But take heart! Be encouraged! Have hope--real hope! God is faithful, so you can endure the trials of life! He will see you through to the end. And remember, the Christians hope is ultimately a future hope (1 Peter 1:3-9). The Christian's hope is to one-day be with the Lord forever in heaven. In the meantime, our lives are to be spent doing that which brings God the most glory; and that is to be conformed to the image of His Son Jesus Christ.

"And we know that for those who love God all things work together for good, for those who are called according to his purpose. For those whom he foreknew he also predestined to be conformed to the image of his Son, in order thay he might be the firstborn among many brothers" (Romans 8:28-29).

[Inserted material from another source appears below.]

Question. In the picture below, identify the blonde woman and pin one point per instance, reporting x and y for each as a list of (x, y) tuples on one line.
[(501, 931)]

One way we bring ourselves, by the grace of God and the power of the Holy Spirit, into conformity with the Lord Jesus Christ is to follow in His footsteps, even in (especially in) times of suffering. Again, there is nothing we have endured, are enduring, or will endure that Christ has not already endured. "He humbled Himself by becoming obedient to the point of death, even death on a cross" (Philippians 2:8b).

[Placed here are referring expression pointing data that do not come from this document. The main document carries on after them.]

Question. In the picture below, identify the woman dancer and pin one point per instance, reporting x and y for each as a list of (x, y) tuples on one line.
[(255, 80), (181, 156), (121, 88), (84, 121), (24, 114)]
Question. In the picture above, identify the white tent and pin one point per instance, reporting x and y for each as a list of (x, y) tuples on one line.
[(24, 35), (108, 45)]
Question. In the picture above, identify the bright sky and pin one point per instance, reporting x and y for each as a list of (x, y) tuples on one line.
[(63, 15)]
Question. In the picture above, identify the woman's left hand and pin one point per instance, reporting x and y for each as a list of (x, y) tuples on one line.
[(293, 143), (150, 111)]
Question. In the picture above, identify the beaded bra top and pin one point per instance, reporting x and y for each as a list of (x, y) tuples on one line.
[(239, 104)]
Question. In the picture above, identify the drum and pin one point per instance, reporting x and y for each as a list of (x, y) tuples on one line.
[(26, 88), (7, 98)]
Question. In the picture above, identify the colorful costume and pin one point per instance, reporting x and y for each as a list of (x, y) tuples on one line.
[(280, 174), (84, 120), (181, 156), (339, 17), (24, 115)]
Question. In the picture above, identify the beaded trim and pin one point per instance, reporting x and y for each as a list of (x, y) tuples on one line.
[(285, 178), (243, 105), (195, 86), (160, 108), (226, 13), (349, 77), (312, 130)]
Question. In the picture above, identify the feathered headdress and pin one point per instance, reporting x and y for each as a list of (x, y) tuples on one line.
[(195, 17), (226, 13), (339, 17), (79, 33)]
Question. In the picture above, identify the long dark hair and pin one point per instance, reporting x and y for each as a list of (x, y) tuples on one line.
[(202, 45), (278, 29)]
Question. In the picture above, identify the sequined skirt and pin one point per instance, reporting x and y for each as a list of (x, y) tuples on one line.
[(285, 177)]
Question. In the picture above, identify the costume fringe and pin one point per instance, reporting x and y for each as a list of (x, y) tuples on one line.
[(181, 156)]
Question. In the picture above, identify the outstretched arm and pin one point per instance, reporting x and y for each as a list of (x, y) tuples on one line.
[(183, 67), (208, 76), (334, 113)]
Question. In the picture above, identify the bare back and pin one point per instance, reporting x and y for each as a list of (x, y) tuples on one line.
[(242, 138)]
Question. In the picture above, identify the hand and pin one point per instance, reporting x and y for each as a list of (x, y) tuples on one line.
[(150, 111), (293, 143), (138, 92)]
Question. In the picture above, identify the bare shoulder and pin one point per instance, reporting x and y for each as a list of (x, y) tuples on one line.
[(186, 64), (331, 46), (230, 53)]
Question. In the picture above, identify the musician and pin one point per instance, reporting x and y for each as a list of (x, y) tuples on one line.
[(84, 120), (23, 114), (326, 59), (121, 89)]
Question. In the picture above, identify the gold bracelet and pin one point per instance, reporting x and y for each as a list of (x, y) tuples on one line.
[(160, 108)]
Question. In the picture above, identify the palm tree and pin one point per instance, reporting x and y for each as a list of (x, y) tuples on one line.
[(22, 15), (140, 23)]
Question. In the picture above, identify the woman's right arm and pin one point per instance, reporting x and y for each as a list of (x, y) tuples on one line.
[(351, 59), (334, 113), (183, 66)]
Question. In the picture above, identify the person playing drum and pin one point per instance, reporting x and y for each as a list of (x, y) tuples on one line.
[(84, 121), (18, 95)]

Oh, thanks be to God for His indescribable gift! Not only has God provided a way of escape through His Son Jesus Christ during times of temptation and trial, but God also lovingly provided the only way of escape from sin and spiritual death through the same Lord and Savior--Jesus Christ.

Do you find yourself in the midst of a trial? Be encouraged. Don't lose heart. God is faithful, and so you can endure it.